I have around 376K of JSON files under a directory in S3. These files are 2.5 KB each and contain only a single record/file. When I tried to load the entire directory via the below code via Glue ETL with 20 workers:

spark.read.json("path")

It just didn't run. There was a Timeout after 5 hrs. So, I developed and ran a shell script to merge the records of these files under a single file, and when I tried to load it, it just displays a single record. The merged file size is 980 MB. It worked fine for 4 records when tested locally after merging those 4 records under a single file. It displayed 4 records as expected.

I used the below command to append the JSON records from different files under a single file:

for f in Agent/*.txt; do cat ${f} >> merged.json;done;

It doesn't have any nested JSON. I even tried the multiline option but didn't work. So, what could be done in this case?
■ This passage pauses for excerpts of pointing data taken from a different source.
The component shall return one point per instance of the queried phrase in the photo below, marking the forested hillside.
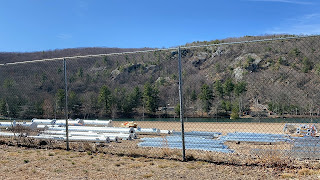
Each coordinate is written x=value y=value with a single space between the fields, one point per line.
x=249 y=79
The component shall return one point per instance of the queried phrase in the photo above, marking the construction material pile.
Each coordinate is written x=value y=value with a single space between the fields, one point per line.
x=79 y=130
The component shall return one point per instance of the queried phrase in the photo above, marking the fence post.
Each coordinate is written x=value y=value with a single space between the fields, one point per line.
x=66 y=98
x=181 y=107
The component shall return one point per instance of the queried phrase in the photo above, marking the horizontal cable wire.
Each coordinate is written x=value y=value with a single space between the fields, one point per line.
x=154 y=50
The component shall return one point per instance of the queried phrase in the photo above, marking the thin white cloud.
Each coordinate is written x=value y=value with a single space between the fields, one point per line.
x=64 y=36
x=286 y=1
x=307 y=24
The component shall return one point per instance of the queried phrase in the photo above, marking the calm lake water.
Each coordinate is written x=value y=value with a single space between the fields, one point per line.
x=253 y=120
x=264 y=120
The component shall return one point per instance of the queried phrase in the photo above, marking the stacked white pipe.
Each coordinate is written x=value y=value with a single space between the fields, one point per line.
x=147 y=131
x=96 y=122
x=113 y=136
x=31 y=125
x=44 y=121
x=93 y=129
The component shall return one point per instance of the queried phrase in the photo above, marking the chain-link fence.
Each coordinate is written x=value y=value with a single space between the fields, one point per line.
x=246 y=102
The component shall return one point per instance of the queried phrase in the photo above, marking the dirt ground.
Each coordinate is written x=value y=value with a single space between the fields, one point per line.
x=26 y=159
x=26 y=163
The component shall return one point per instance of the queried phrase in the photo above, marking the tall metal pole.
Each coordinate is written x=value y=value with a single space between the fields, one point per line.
x=181 y=108
x=66 y=98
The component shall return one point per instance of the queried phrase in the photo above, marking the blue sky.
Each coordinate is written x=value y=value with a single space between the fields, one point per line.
x=36 y=25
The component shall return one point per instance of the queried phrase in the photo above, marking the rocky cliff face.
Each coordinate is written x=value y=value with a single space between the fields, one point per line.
x=282 y=75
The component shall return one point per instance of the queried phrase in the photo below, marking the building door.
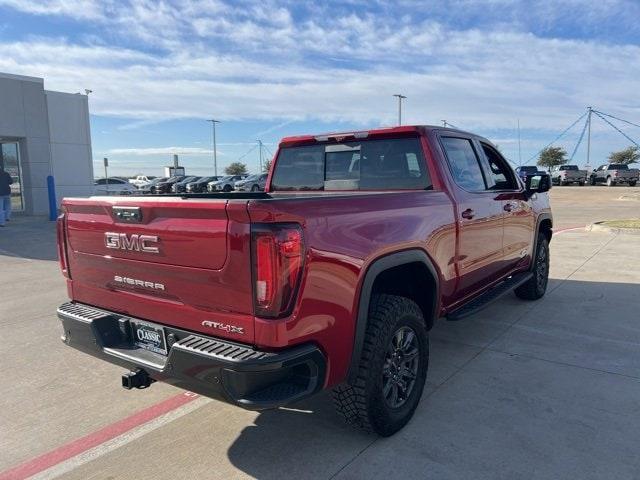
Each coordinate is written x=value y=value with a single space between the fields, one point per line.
x=10 y=162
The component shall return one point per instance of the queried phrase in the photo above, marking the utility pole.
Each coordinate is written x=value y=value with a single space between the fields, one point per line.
x=589 y=137
x=215 y=153
x=400 y=98
x=105 y=160
x=260 y=155
x=519 y=149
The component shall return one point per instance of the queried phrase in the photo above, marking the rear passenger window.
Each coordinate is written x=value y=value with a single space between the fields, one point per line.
x=501 y=174
x=463 y=163
x=389 y=164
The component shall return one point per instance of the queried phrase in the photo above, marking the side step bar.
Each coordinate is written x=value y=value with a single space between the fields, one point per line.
x=485 y=299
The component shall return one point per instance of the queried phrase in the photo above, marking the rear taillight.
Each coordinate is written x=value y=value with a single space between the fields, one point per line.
x=62 y=245
x=278 y=255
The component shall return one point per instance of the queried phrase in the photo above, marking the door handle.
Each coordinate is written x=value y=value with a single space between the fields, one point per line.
x=468 y=214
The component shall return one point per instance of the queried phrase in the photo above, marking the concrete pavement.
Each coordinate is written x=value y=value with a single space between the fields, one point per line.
x=546 y=389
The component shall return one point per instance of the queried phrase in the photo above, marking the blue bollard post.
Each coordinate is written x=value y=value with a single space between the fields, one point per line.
x=53 y=205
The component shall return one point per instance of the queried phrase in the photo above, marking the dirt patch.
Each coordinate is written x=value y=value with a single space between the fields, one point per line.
x=630 y=197
x=630 y=226
x=633 y=223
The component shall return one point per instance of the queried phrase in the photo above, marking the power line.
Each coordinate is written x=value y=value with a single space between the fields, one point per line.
x=621 y=132
x=559 y=136
x=247 y=153
x=584 y=129
x=616 y=118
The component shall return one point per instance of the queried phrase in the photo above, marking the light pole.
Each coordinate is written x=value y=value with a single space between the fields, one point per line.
x=215 y=154
x=400 y=98
x=260 y=155
x=589 y=109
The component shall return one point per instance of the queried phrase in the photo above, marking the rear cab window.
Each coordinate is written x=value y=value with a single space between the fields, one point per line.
x=385 y=164
x=464 y=163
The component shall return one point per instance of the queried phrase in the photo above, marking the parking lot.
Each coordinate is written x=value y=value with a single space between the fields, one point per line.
x=548 y=389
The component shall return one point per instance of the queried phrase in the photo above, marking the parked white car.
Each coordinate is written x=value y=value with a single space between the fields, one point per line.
x=113 y=186
x=141 y=180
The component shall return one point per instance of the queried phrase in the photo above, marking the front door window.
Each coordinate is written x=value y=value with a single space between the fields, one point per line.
x=10 y=161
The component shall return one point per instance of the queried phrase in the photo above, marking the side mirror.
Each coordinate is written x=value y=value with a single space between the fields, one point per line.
x=538 y=183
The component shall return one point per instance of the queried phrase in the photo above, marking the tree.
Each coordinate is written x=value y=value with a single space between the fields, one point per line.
x=552 y=156
x=626 y=156
x=236 y=168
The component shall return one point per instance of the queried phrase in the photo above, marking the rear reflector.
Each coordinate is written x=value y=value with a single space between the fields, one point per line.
x=278 y=254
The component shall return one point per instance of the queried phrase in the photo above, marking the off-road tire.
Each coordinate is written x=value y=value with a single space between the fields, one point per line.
x=362 y=403
x=536 y=286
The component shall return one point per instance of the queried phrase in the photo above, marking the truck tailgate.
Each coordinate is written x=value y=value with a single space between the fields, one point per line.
x=184 y=263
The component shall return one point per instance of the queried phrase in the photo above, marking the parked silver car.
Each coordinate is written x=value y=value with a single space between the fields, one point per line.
x=113 y=186
x=566 y=174
x=225 y=184
x=253 y=183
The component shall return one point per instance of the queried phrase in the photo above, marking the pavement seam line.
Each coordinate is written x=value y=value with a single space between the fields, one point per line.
x=82 y=444
x=560 y=283
x=117 y=442
x=422 y=399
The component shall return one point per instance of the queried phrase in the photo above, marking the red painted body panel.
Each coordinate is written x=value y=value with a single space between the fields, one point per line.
x=206 y=264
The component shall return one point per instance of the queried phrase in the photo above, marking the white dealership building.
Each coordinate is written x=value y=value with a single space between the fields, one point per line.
x=43 y=133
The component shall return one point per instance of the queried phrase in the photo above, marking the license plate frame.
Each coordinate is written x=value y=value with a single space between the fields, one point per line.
x=149 y=336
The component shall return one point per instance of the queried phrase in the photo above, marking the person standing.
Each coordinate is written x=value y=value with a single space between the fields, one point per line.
x=5 y=196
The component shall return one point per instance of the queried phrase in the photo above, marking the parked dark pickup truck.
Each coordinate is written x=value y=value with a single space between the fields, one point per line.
x=614 y=173
x=331 y=278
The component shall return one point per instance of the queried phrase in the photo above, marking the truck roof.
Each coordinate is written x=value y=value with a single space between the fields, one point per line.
x=375 y=132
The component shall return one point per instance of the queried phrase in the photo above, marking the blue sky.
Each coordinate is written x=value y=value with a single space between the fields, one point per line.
x=272 y=68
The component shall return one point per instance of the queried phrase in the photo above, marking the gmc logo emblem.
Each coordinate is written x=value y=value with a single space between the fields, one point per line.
x=135 y=242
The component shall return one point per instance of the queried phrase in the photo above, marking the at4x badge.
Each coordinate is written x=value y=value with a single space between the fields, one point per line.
x=223 y=326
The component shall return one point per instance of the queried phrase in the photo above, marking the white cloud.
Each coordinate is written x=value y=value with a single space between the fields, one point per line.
x=252 y=60
x=153 y=151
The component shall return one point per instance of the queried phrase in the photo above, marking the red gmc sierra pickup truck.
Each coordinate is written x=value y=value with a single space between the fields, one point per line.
x=330 y=279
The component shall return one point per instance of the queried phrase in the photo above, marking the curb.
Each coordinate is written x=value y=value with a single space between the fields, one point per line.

As per me, when merged it is not treating records separately hence causing the issue. I even tried head -n 10 to display the top 10 lines but it goes to an infinite loop.

CodePudding user response：

I have run into trouble in the past working with thousands of small files. In my case they where csv files not json. One of hte thing I did to try and debug was to create a for loop and load smaller batches then combine all the data frame together. During each iteration I would call an action to force the execution. I would log the progress to get an idea of it was making progress . And monitor how it was slowing down as the job progressed

CodePudding user response：

The problem was with my shell script that was being used to merge multiple small files. Post merge, records weren't aligned properly due to which they weren't treated as separate records.

Since I was dealing with a JSON dataset, I used jq utility to process it. Below is the shell script that would merge a large number of records into one file:

find . -name '*.txt' -exec cat '{}'   | jq -s '.' > output.txt

Later on, I was able to load the JSON records as expected.